2023 Regent Booksale Haul: An Amusing Find

I visited the new-look Dunedin Regent Booksale tonight.

This venerable institution has been running here for decades – an annual sale of donated second-hand books, to raise funds for the upkeep of the Regent Theatre. Back in the Good Old Days, the sale was run in the Regent Theatre itself, and ran from 12pm on a Friday to 12pm on a Saturday. This meant you could wander through at 3 a.m., and it would be uncrowded and quiet.

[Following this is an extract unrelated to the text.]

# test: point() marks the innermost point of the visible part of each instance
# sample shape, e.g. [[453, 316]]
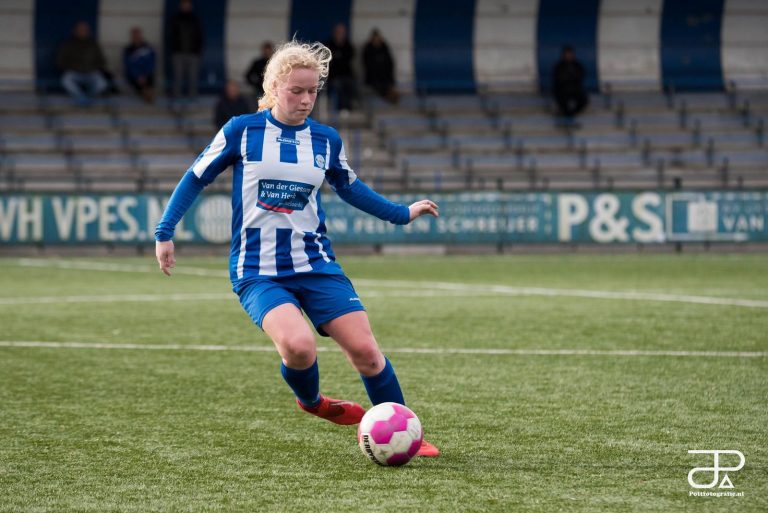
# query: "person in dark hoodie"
[[341, 77], [231, 104], [255, 74], [186, 48], [379, 67], [81, 62], [139, 65], [568, 85]]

Covid rather did a number on the Booksale, of course, but I’m still grumbling about the change of times. Rather than being continuous for 24 hours, it is now 10 a.m. to 10 p.m., Friday and Saturday. And rather than the Regent Theatre, it is now located at the Edgar Centre. Which means much, much more room… but less soul. Damn it, I liked the 3 a.m. visits. (https://phuulishfellow.wordpress.com/2019/06/08/the-2019-regent-book-sale/)

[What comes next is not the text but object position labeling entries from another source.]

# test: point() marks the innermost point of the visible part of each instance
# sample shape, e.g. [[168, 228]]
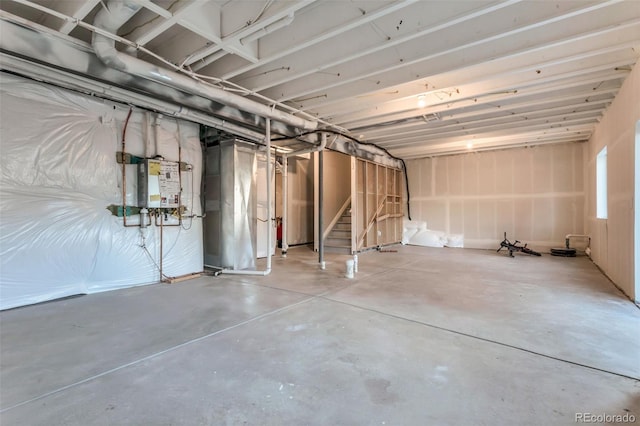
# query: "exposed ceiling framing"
[[418, 78]]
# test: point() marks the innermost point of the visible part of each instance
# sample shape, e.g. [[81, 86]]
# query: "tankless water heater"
[[158, 184]]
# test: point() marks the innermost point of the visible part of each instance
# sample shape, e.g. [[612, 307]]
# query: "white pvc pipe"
[[285, 202], [119, 12], [269, 195]]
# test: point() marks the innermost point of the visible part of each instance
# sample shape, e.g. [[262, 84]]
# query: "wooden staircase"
[[339, 238]]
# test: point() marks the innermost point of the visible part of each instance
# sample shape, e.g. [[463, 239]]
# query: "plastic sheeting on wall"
[[58, 174]]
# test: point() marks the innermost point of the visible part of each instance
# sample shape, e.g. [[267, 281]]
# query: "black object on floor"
[[564, 252]]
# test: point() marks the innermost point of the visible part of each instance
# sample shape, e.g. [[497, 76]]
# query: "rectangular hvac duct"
[[230, 205]]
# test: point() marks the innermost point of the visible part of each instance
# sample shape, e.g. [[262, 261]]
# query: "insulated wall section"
[[58, 177]]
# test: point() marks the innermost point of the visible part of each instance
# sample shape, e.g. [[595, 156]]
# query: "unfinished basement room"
[[319, 212]]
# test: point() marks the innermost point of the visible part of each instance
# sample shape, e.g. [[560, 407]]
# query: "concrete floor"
[[420, 337]]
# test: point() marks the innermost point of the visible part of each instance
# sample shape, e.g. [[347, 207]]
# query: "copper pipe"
[[124, 172]]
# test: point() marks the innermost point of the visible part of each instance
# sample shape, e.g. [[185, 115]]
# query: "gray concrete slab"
[[55, 344], [422, 336], [560, 307]]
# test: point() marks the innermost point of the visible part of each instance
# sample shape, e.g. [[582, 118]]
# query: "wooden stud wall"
[[378, 212]]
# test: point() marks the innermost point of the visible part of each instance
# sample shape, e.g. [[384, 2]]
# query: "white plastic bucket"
[[349, 273]]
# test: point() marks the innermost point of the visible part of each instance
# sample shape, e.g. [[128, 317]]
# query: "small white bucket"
[[349, 273]]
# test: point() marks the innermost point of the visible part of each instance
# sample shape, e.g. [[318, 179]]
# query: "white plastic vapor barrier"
[[58, 175]]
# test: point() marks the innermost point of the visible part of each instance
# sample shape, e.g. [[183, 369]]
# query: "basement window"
[[601, 184]]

Anyway, I made a few interesting purchases, each item $1:

  • Androcles and the Lion, Overruled, and Pygmalion (plays), by Bernard Shaw. This particular copy was awarded to a student at Otago Girls’ High School for Botany, during Christmas 1949 prizegiving. Rather sad to consider that over 73 years later, said high school student has probably died.
  • The Diary of Samuel Pepys. This edition is ‘suitably edited,’ and has an inscription ‘To -, with all my love and best wishes on your birthday. From -.’
  • The Bull from the Sea, by Mary Renault. Inscription has a name and 4th April, 1994, Waikouaiti.
  • Piers the Ploughman, by William Langland.
  • Sybil, by Benjamin Disraeli.
  • The Golden Ass, by Apuleius (Robert Graves translation)
  • Six Renaissance Tragedies, edited by Colin Gibson. Gibson was an academic at the local University of Otago, who passed away in December 2022.

Funny how some books can tell their own real-world story.

I was disappointed by the Fantasy and Science-Fiction selection this year. Honestly, most second-hand bookshops would have a better selection. There were surprisingly few Michael Moorcocks by the standards of such events. Old pulp fantasy – or at least the slender 150-200 page variety – is giving way to Fat Fantasy, so far as the Booksale is concerned. Lots of David Eddings.

But the strangest find of all? An unsigned, and likely unread, second-hand copy of Wise Phuul. Located in the YA Fiction section, rather than Fantasy, and priced at $4, rather than the standard $1. I decided to buy it, so that I can donate it to the Otago University Students’ Association’s Free Library shelf. My personal guess is that this was a ‘gifted’ copy, rather than a bought one.

There can’t be too many attendees at the Regent Booksale who stumble upon a copy of their own book.